A spokesperson for the NPA, which described the decrease in reporting as “significant”, told C+D yesterday (October 27) that it will “continue to raise awareness of the importance of reporting incidents”.
Types of errors
Dispensing errors accounted for 83% of all reported incidents, an increase of two percentage points on the previous quarter’s figure.
Delivery and collection errors made up 10%, up 3 percentage points when compared with the first quarter of this year.
Medication errors constituted 67% of errors reported – a seven percentage point increase on the previous quarter. Of these, 30% were “wrong drug/medicine” incidents, 25% wrong strength” and 12% “wrong formulation” incidents.
Overall, 94% of patient safety incidents originated from pharmacy, while 2% came from prescribers.
“Work and environment factors” (40%) were the main contributor to patient safety incidents during the quarter, the NPA said. This is up five percentage points from the first quarter of 2020.
“This category includes time pressures, understaffing and poorly organised working environments,” the NPA said.
the work and environment factor was followed by look-alike sound-alike (LASA) errors (21%). The majority of these (6%) involved amlodipine and amitriptyline – however, this was down two percentage points on the first quarter of the year.
Gabapentin and pregabalin featured in 3% of all LASA errors reported, and the NPA stressed the importance of the medications being “separated out in the dispensary with clear reminders for staff to double check the item they pick”.
While the incident reporting platform did not allow the pandemic to be selected as a contributing factor, the NPA said that 10% of incidents reported “included COVID-19 work pressures as other important factors contributing to incidents”.

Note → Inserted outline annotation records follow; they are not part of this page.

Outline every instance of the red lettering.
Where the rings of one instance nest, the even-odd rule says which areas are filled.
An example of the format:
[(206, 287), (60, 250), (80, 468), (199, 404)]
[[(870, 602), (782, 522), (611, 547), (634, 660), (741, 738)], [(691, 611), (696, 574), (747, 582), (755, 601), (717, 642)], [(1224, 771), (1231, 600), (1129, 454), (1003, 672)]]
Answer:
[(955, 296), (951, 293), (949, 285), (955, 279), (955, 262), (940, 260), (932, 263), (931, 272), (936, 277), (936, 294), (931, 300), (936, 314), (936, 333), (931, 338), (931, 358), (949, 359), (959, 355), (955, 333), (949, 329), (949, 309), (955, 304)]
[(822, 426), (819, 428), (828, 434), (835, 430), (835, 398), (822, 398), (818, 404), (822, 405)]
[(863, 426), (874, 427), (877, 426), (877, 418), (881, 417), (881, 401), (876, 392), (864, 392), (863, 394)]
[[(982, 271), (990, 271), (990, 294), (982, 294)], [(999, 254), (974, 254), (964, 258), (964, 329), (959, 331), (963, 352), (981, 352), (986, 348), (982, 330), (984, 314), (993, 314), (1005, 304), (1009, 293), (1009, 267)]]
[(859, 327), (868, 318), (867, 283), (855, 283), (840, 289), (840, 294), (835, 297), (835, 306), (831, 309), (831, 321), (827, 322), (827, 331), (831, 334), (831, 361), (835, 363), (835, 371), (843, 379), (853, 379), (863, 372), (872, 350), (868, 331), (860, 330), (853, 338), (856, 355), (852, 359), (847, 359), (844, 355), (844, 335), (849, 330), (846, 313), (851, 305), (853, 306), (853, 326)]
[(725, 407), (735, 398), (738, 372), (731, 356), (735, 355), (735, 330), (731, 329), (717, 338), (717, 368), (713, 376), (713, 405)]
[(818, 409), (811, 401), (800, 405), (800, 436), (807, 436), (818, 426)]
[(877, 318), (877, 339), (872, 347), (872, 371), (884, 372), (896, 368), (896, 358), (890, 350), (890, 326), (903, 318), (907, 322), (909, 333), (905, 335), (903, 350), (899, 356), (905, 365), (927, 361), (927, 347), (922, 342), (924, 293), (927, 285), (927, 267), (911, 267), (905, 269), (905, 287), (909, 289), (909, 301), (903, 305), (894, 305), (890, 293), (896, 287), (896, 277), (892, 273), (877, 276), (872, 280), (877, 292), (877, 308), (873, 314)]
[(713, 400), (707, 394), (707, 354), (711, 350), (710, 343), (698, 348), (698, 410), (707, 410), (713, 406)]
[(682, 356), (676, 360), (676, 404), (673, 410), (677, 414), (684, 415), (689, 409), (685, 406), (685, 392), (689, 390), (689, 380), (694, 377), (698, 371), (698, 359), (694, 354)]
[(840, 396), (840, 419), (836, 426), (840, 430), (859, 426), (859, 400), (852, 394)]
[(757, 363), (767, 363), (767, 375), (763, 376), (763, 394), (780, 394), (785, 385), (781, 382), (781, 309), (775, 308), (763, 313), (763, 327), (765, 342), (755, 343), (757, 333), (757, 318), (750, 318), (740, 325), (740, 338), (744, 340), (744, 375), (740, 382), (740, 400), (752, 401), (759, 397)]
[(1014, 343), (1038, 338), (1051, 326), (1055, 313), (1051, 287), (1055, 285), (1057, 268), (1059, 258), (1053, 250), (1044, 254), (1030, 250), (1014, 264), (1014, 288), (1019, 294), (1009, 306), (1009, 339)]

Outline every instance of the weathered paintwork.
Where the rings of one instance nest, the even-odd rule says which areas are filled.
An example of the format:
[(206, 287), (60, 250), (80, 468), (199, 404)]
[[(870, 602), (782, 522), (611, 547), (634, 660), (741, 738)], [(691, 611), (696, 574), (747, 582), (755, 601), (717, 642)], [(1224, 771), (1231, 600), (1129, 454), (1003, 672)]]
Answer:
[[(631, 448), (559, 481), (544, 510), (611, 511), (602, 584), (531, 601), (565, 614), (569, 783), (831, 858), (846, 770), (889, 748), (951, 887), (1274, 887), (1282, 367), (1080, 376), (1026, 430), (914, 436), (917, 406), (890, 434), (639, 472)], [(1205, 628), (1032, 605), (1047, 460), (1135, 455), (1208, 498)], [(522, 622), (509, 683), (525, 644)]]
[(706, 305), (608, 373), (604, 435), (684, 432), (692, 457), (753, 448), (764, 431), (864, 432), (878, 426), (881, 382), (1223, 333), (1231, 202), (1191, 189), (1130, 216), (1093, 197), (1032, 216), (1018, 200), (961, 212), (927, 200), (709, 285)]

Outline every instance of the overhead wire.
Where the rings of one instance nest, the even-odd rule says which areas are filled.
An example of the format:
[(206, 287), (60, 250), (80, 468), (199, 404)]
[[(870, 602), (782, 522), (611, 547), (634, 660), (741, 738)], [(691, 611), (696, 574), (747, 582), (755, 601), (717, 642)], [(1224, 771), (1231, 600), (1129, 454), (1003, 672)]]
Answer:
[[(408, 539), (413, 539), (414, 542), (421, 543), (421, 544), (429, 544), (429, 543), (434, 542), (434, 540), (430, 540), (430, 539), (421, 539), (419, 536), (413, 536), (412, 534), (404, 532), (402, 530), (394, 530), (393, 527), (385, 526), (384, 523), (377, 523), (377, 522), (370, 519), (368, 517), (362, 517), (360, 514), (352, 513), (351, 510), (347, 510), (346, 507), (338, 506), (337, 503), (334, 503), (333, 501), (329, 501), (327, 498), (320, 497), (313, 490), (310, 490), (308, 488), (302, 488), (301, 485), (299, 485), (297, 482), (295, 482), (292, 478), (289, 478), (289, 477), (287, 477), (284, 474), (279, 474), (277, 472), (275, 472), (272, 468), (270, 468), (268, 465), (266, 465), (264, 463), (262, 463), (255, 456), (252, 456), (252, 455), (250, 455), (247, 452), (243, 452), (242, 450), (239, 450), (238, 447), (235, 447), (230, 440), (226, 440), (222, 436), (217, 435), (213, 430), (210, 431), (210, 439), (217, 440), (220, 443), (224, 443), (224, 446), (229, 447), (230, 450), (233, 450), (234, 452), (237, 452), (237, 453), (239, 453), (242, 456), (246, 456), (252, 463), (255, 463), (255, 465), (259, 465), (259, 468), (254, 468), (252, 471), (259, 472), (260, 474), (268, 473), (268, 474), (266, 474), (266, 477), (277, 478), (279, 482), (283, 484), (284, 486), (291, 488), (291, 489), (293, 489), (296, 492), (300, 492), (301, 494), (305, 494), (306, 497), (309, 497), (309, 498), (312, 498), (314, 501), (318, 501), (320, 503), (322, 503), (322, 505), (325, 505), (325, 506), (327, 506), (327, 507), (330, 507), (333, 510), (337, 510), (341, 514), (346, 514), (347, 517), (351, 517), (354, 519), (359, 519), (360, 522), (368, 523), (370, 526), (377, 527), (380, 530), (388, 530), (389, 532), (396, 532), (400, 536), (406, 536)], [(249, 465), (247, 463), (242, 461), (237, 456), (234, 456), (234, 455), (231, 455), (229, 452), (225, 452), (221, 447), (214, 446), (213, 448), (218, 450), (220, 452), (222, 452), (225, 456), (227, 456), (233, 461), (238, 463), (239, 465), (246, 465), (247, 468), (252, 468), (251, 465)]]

The NPA included learning points for pharmacy teams in the report, highlighting situations where the pandemic may increase the risk of a patient safety incident occurring.
It explained that the examples can be used to “help pharmacy teams reduce incidents occurring due to the pandemic”. Doing so is of “particular importance due to the increase in demand in community pharmacies under the current climate,” the NPA added.